In 1923 Preobrazhensky authored the "Platform of the Forty-Six," which attacked the growing bureaucratization and authoritarianism of the Party apparatus. Also in 1923 he published On Morality and Class Norms, in which he attacked the apparatus's growing privileges. From this point Preobrazhensky became a close ally of Leon Trotsky and a leader of the various Trotskyist oppositions. Following the suppression of the 1927 Joint Opposition, he was expelled from the Party in 1928, but in 1929 became one of the first Trotskyists to recant his views and return to the Party fold. He was arrested in 1935 and testified against Grigory Zinoviev and Lev Kamenev at the first Moscow show trial in 1936. He was scheduled to be a defendant in the second trial in 1937, but refused to confess and was shot in secret in that same year. He was rehabilitated during Gorbachev's perestroika.
Preobrazhensky was a major theorist and one of the Soviet Union's leading economists of the 1920s. He opposed Stalin's and Bukharin's policy of "Socialism in One Country" and the slow pace of industrialization. In his major work, The New Economics, he put forward the theory of primary socialist accumulation, in which he argued that successful industrial development had to extract resources from the peasant economy. However, he resolutely opposed the use of force to achieve this, and by 1927 had concluded that only a revolution in the advanced countries of Western Europe could save the Soviet Union from a political and economic impasse. While he purported to welcome Stalin's solution to this dilemma (forced collectivization and industrialization), in 1932 he published his second theoretical masterpiece, The Decline of Capitalism. This was a serious analysis in its own right of the Great Depression, but it contained a less-than-veiled attack on Stalin's five-year plans and the policy of developing heavy industry at the expense of consumption.

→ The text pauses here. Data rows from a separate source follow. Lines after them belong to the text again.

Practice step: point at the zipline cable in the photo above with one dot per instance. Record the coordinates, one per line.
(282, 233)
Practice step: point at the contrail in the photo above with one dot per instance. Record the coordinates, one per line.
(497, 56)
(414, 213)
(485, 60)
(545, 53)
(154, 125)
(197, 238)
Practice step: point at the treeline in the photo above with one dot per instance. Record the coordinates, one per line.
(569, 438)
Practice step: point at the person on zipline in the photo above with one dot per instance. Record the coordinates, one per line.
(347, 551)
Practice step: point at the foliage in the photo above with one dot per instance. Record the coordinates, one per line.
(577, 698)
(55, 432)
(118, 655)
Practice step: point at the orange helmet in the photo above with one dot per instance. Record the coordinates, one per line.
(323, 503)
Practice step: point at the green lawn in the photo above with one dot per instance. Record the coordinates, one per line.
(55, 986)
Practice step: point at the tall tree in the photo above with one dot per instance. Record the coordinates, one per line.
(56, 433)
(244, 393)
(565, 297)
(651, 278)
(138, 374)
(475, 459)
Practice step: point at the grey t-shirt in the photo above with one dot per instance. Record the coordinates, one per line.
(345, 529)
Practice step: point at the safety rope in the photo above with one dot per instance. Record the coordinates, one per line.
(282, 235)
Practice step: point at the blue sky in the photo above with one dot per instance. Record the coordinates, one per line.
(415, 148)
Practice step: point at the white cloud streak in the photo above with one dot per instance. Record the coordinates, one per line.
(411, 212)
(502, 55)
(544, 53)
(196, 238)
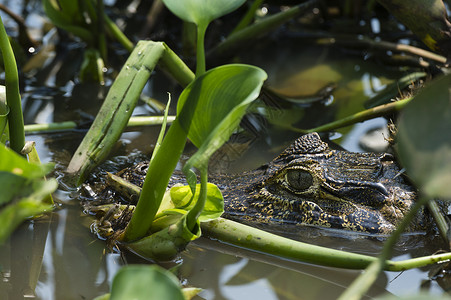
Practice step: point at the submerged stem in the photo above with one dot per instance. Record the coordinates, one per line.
(15, 117)
(194, 213)
(363, 283)
(200, 56)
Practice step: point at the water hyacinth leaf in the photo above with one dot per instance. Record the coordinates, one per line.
(214, 206)
(424, 138)
(223, 95)
(146, 283)
(166, 244)
(201, 11)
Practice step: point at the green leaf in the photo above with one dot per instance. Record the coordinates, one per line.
(167, 243)
(16, 164)
(201, 11)
(223, 94)
(214, 207)
(4, 110)
(145, 282)
(424, 138)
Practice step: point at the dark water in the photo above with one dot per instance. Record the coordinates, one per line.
(58, 257)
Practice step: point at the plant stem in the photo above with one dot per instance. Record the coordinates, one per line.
(248, 237)
(173, 65)
(257, 30)
(364, 115)
(15, 117)
(200, 54)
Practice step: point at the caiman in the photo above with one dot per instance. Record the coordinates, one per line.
(310, 183)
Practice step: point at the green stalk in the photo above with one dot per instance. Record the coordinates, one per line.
(255, 239)
(15, 117)
(101, 32)
(195, 212)
(172, 64)
(363, 283)
(163, 128)
(157, 179)
(200, 54)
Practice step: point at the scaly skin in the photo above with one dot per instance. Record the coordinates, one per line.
(309, 183)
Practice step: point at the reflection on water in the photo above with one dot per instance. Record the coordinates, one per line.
(57, 257)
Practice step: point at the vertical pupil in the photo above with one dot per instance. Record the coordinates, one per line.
(299, 179)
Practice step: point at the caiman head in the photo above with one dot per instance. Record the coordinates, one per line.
(309, 183)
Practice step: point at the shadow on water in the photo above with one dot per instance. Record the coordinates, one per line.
(57, 256)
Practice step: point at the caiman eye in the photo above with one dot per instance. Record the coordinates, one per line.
(299, 179)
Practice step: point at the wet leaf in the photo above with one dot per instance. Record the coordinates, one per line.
(223, 95)
(424, 138)
(146, 283)
(200, 11)
(214, 207)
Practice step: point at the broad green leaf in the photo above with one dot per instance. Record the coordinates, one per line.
(14, 183)
(424, 138)
(214, 207)
(143, 282)
(201, 11)
(16, 164)
(223, 95)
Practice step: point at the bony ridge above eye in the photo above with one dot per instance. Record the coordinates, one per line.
(299, 179)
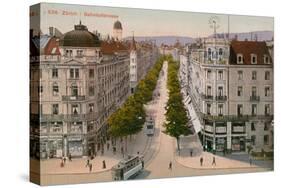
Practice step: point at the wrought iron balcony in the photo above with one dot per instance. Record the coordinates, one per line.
(208, 97)
(74, 98)
(254, 98)
(221, 98)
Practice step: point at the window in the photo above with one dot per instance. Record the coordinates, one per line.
(266, 109)
(266, 91)
(220, 75)
(209, 72)
(55, 73)
(209, 53)
(209, 109)
(74, 73)
(266, 59)
(91, 90)
(220, 91)
(254, 75)
(239, 109)
(239, 91)
(253, 58)
(240, 75)
(267, 75)
(40, 89)
(220, 108)
(254, 109)
(209, 91)
(74, 90)
(254, 91)
(91, 73)
(55, 89)
(91, 107)
(55, 109)
(79, 53)
(253, 128)
(265, 139)
(253, 139)
(74, 108)
(266, 126)
(239, 59)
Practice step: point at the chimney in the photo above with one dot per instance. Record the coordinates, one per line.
(30, 33)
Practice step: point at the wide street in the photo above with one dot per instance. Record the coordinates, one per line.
(158, 150)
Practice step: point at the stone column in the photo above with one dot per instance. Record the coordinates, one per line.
(228, 137)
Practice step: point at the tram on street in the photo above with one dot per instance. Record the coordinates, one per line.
(149, 126)
(128, 168)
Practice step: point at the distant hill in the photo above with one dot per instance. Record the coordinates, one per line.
(260, 35)
(170, 40)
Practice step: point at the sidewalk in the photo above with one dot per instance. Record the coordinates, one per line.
(233, 161)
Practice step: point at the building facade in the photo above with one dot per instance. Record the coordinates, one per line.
(225, 96)
(76, 84)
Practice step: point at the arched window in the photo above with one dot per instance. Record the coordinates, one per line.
(55, 89)
(74, 90)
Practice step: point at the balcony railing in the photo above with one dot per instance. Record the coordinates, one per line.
(254, 98)
(221, 98)
(74, 98)
(207, 97)
(233, 118)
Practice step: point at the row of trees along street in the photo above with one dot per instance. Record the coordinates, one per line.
(176, 115)
(130, 117)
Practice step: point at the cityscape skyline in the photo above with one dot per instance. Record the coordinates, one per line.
(142, 21)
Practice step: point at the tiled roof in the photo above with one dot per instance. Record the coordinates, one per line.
(246, 48)
(111, 46)
(52, 48)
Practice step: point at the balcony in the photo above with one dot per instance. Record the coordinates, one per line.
(221, 98)
(235, 118)
(207, 97)
(74, 98)
(254, 98)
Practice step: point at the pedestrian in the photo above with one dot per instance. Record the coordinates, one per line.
(214, 161)
(201, 161)
(90, 167)
(87, 163)
(108, 146)
(170, 165)
(103, 164)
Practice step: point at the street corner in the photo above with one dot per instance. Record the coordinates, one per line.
(206, 160)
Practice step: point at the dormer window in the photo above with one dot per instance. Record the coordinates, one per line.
(253, 59)
(239, 59)
(266, 59)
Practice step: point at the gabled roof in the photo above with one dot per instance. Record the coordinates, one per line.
(246, 48)
(111, 46)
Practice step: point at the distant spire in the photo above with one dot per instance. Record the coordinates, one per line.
(133, 44)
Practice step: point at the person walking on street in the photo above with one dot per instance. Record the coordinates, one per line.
(90, 167)
(88, 163)
(214, 161)
(201, 161)
(170, 165)
(103, 164)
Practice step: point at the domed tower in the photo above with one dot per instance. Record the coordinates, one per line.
(117, 30)
(80, 42)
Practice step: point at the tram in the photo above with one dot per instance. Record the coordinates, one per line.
(128, 168)
(149, 126)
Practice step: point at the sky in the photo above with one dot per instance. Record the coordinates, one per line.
(144, 22)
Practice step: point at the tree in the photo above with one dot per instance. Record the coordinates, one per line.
(176, 116)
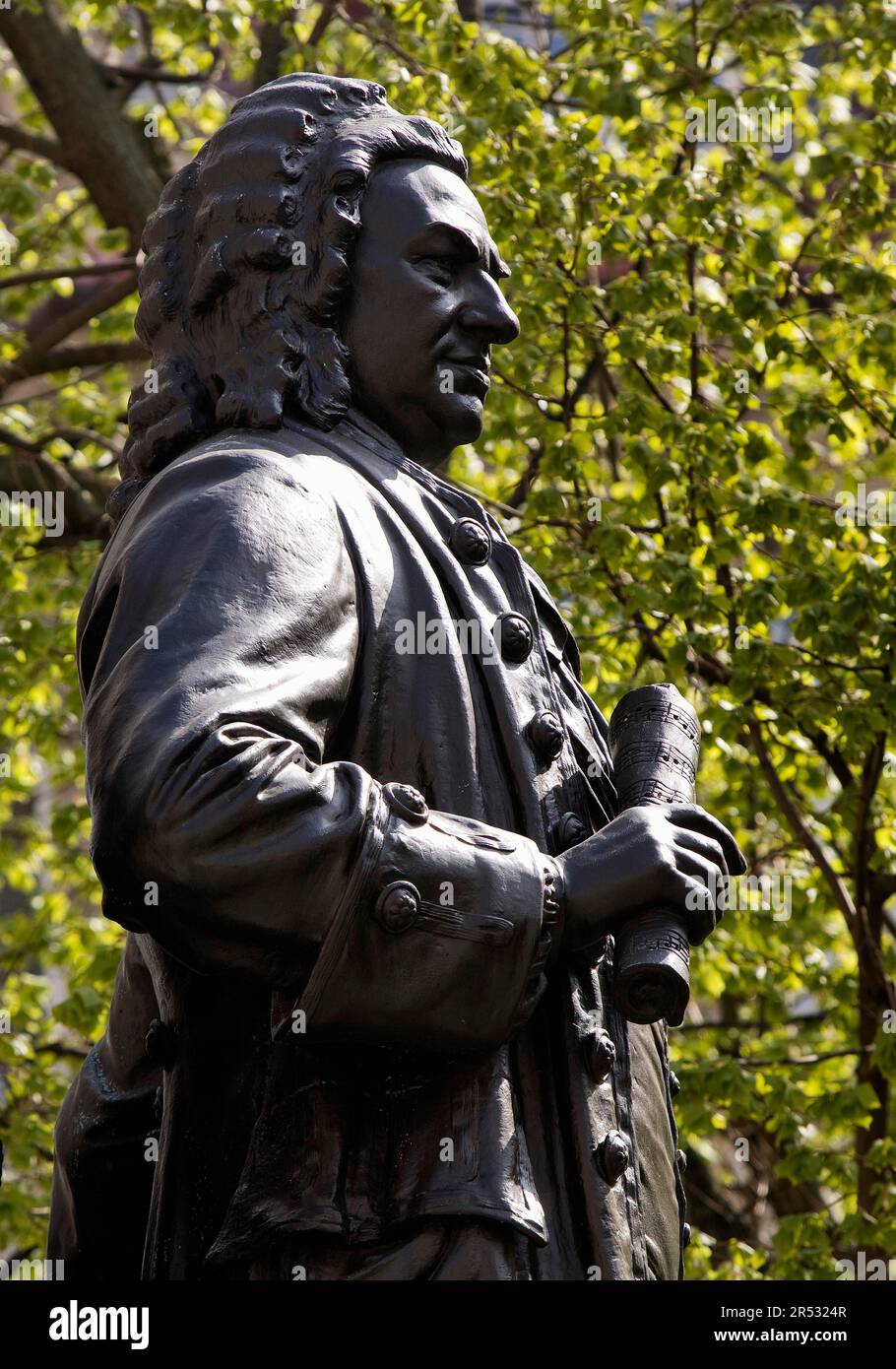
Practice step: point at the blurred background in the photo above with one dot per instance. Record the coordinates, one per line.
(694, 442)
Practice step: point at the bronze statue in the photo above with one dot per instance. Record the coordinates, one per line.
(349, 799)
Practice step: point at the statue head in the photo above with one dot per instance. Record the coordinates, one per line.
(320, 251)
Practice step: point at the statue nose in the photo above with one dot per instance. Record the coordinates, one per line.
(487, 312)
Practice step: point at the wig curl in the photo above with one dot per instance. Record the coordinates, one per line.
(248, 266)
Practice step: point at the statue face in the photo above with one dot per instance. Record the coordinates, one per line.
(424, 309)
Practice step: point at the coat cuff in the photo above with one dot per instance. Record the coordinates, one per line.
(443, 936)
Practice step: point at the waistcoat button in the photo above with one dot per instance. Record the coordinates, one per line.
(397, 906)
(613, 1155)
(546, 733)
(566, 831)
(600, 1054)
(515, 637)
(470, 541)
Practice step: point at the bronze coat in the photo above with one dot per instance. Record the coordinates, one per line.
(341, 1008)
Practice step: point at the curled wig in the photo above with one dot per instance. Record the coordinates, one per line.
(248, 266)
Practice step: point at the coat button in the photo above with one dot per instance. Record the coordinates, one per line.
(397, 906)
(613, 1155)
(566, 831)
(546, 733)
(407, 801)
(515, 637)
(600, 1050)
(160, 1043)
(470, 541)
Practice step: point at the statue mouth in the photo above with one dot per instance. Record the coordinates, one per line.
(473, 367)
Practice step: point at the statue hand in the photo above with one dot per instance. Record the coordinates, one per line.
(656, 856)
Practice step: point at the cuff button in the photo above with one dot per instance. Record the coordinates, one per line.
(408, 803)
(397, 906)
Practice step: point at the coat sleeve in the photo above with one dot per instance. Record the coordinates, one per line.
(217, 652)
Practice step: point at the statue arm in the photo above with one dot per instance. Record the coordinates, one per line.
(217, 652)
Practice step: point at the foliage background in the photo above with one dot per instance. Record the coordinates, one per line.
(716, 382)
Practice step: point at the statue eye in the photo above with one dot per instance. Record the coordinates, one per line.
(441, 269)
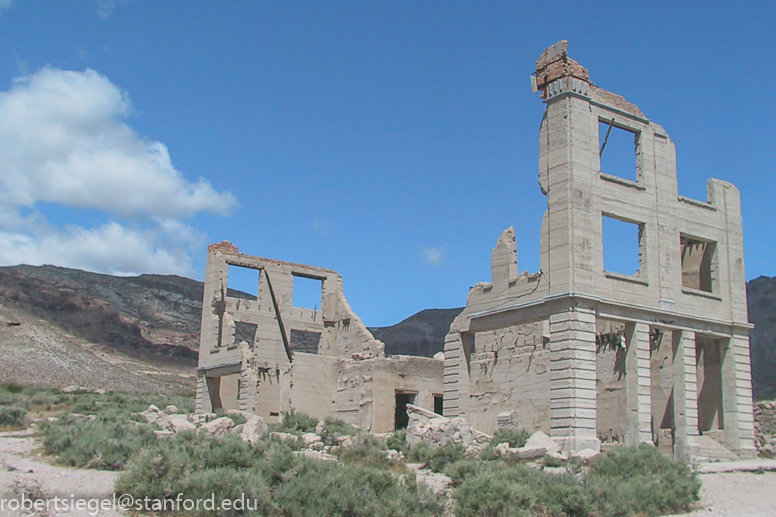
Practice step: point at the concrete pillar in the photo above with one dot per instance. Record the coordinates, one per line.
(202, 403)
(685, 395)
(737, 395)
(572, 379)
(638, 384)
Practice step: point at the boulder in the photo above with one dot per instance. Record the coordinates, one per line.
(539, 440)
(152, 414)
(585, 454)
(253, 429)
(311, 440)
(179, 423)
(218, 427)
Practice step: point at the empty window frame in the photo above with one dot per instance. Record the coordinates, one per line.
(307, 292)
(697, 263)
(245, 332)
(304, 341)
(243, 282)
(623, 245)
(618, 150)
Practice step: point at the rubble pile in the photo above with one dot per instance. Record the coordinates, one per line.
(765, 427)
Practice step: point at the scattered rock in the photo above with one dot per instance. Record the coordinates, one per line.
(539, 440)
(585, 454)
(426, 427)
(218, 427)
(283, 437)
(179, 423)
(394, 455)
(438, 483)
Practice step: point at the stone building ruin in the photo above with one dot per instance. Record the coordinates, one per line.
(595, 357)
(265, 355)
(591, 356)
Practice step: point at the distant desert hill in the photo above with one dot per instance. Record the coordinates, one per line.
(761, 296)
(423, 333)
(61, 326)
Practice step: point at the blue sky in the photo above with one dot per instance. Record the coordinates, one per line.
(391, 142)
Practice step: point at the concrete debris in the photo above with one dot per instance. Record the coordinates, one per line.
(217, 427)
(585, 454)
(428, 428)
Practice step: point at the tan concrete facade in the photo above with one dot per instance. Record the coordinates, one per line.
(598, 357)
(265, 355)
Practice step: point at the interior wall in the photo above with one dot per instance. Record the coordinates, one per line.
(709, 367)
(611, 392)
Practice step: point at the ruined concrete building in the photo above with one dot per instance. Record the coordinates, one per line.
(265, 355)
(592, 356)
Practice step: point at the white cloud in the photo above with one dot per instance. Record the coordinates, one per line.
(433, 255)
(111, 248)
(63, 141)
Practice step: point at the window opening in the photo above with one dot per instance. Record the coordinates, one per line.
(697, 263)
(307, 292)
(618, 149)
(622, 245)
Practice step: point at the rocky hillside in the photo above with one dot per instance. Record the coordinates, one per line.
(761, 295)
(62, 326)
(422, 333)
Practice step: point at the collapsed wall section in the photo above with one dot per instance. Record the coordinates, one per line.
(262, 353)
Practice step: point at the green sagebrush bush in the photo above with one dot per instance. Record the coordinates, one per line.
(622, 482)
(640, 479)
(494, 489)
(322, 489)
(13, 416)
(103, 442)
(198, 466)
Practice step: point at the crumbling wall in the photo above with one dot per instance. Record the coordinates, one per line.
(323, 362)
(689, 285)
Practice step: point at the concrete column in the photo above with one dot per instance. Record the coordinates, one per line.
(638, 384)
(202, 403)
(685, 395)
(737, 396)
(572, 379)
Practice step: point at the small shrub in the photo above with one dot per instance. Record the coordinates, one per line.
(435, 458)
(324, 489)
(641, 480)
(493, 493)
(103, 443)
(13, 416)
(515, 437)
(398, 441)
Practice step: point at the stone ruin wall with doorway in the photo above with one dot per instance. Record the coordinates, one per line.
(592, 356)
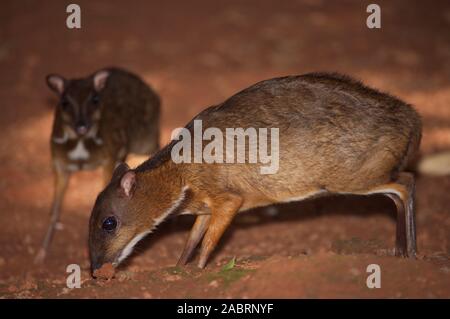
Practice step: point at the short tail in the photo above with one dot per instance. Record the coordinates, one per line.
(435, 164)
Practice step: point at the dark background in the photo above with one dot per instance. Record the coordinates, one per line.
(196, 54)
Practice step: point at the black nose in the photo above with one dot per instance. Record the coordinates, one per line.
(81, 128)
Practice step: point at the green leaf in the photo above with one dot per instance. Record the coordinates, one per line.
(230, 265)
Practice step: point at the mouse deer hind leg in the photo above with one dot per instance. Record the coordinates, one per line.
(223, 210)
(61, 182)
(196, 234)
(402, 192)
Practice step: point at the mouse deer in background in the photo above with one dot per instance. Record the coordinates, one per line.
(336, 136)
(98, 121)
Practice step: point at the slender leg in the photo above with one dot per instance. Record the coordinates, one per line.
(222, 212)
(196, 234)
(400, 238)
(61, 181)
(407, 179)
(403, 198)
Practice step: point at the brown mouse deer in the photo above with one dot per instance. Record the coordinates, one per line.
(98, 121)
(335, 136)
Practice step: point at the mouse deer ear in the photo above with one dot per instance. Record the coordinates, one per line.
(100, 79)
(56, 83)
(127, 183)
(120, 169)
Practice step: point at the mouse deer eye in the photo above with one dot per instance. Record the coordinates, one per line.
(95, 99)
(65, 104)
(109, 224)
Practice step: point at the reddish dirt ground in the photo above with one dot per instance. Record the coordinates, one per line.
(195, 54)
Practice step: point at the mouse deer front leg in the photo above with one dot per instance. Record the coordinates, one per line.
(61, 182)
(223, 209)
(406, 228)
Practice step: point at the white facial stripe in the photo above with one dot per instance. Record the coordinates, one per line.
(61, 140)
(79, 152)
(129, 248)
(173, 208)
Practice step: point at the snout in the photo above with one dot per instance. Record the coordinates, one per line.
(81, 128)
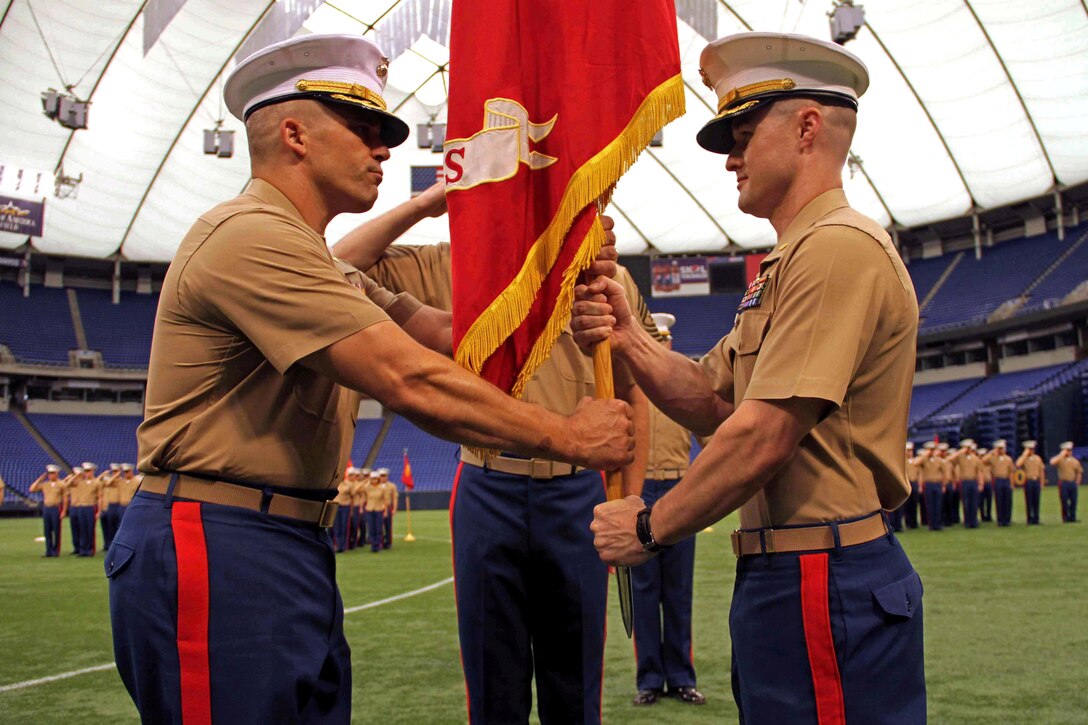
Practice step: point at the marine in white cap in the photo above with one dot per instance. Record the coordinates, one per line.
(799, 398)
(1031, 468)
(259, 355)
(1001, 466)
(664, 586)
(53, 506)
(1070, 476)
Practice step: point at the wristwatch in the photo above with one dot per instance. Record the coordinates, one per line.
(645, 536)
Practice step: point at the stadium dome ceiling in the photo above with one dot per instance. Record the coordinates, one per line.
(974, 105)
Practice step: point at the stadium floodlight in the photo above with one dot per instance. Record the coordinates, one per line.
(437, 137)
(68, 186)
(65, 109)
(219, 142)
(845, 20)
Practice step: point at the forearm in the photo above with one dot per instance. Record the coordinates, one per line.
(366, 244)
(634, 474)
(433, 329)
(745, 452)
(675, 383)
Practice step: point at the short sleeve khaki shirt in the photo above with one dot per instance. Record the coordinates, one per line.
(251, 291)
(669, 444)
(832, 316)
(1068, 468)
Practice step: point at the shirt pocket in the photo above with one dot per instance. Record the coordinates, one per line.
(900, 599)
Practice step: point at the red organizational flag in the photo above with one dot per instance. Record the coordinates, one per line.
(549, 103)
(406, 474)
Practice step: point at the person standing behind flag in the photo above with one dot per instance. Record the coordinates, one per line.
(986, 498)
(805, 402)
(539, 503)
(1035, 478)
(1070, 476)
(1002, 467)
(53, 498)
(261, 349)
(663, 587)
(392, 498)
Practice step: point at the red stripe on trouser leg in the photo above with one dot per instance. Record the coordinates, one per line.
(193, 599)
(830, 709)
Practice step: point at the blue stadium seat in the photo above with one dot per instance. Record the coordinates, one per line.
(100, 439)
(22, 459)
(433, 461)
(978, 286)
(38, 329)
(122, 333)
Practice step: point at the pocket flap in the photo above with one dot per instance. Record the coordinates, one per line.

See also: bukharin, nikolai ivanovich; stalin, josef vissarionovich; trotsky, leon davidovich
Day, Richard B. (1981). The "Crisis" and the "Crash": Soviet Studies of the West (1917–1939). London: NLB.
Erlich, Alexander. (1960). The Soviet Industrialization Debate. Cambridge, MA: Harvard University Press.
Preobrazhensky, E. A. (1965). The New Economics. Oxford: Clarendon.
Preobrazhensky, E. A. (1973). From NEP to Socialism. London: New Park.
Preobrazhensky, E. A. (1980). The Crisis of Soviet Industrialization, ed. Donald A. Filtzer. London: Macmillan.
Preobrazhensky, E. A. (1985). The Decline of Capitalism, ed. Richard B. Day. Armonk, NY: M. E. Sharpe.